20191312 2019-2020-2 《Python程序设计》实验四报告

20191312 2019-2020-2 《Python程序设计》实验三报告

课程：《Python程序设计》
班级： 1913
姓名：刘新宇
学号：20191312
实验教师：王志强
实验日期：2020年5月31日
必修/选修：公选课

1.实验内容

Python综合应用：爬虫、数据处理、可视化、机器学习、神经网络、游戏、网络安全等。

实验要求
（1）程序能运行，功能丰富。（需求提交源代码，并建议录制程序运行的视频）10分
（2）综合实践报告，要体现实验分析、设计、实现过程、结果等信息，格式规范，逻辑清晰，结构合理。10分。
（3）在实践报告中，需要对全课进行总结，并写课程感想体会、意见和建议等。
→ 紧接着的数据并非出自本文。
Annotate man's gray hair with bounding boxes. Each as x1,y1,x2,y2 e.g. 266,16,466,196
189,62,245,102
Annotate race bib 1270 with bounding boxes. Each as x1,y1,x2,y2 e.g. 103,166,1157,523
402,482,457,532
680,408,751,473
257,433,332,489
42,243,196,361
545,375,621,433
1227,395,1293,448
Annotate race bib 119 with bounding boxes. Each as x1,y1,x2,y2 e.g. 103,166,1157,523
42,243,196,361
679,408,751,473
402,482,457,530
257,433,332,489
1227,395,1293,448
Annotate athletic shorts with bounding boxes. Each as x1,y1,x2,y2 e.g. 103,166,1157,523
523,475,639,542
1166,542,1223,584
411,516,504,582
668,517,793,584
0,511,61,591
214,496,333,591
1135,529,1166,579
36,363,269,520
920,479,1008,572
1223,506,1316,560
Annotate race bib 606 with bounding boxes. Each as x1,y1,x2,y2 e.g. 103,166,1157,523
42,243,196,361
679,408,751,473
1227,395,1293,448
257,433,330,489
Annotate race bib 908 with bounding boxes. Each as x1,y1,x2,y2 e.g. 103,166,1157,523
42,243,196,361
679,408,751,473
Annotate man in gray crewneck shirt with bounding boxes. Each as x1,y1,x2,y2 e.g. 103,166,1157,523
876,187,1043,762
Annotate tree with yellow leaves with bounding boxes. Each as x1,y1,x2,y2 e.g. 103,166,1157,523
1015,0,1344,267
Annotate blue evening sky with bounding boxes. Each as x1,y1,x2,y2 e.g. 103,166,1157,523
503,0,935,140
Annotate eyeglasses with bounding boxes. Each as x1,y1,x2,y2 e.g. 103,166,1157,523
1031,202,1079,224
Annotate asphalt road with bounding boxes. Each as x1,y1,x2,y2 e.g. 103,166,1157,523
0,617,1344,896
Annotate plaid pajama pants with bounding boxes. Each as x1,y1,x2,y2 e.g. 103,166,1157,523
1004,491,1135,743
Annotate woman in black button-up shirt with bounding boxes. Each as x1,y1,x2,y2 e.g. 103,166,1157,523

5分

2. 实验过程及结果

创建函数：

需求功能：发送请求获得返回数据、解析获得数据、输出解析后的数据。
需要调用的库：re、requests。

getHTMLText函数：对服务器发送请求并获得返回数据。

def getHTMLText(url):
    try:
        header = {
            'authority': 's.taobao.com',
            'cache-control': 'max-age=0',
            'upgrade-insecure-requests': '1',
            'user-agent': 'Mozilla/5.0 (Windows NT 10.0; WOW64) AppleWebKit/537.36 (KHTML, like Gecko) Chrome/75.0.3770.100 Safari/537.36',
            'accept': 'text/html,application/xhtml+xml,application/xml;q=0.9,image/webp,image/apng,*/*;q=0.8,application/signed-exchange;v=b3',
            'referer': 'https://s.taobao.com/search?q=%E4%B9%A6%E5%8C%85&imgfile=&commend=all&ssid=s5-e&search_type=item&sourceId=tb.index&spm=a21bo.2017.201856-taobao-item.1&ie=utf8&initiative_id=tbindexz_20170306',
            'accept-encoding': 'gzip, deflate, br',
            'accept-language': 'zh-CN,zh;q=0.9',
            'cookie': '********************************', # 这里cookie被去除
        }

        r = requests.get(url, headers=header)
        r.raise_for_status()
        r.encoding = r.apparent_encoding
        return r.text
    except:
        return "F"

parsePage函数：通过正则表达式对获得的html文本进行解析，获得我们想要得到的内容。

def parsePage(ilt, html):
    try:
        plt = re.findall(r'"view_price":"[d+.]*"', html)
        tlt = re.findall(r'"raw_title":".*?"', html)
        for i in range(len(plt)):
            price = eval(plt[i].split(':')[1])
            title = eval(tlt[i].split(':')[1])
            ilt.append([price, title])
    except:
        print("F")

printGoodsList函数：输出解析过的内容，同时使用正则表达式对输出进行格式化。

def printGoodsList(ilt):
    tplt = "{:4}	{:8}	{:16}"
    print(tplt.format("序号", "价格", "商品名称"))
    count = 0
    for g in ilt:
        count = count + 1
        print(tplt.format(count, g[0], g[1]))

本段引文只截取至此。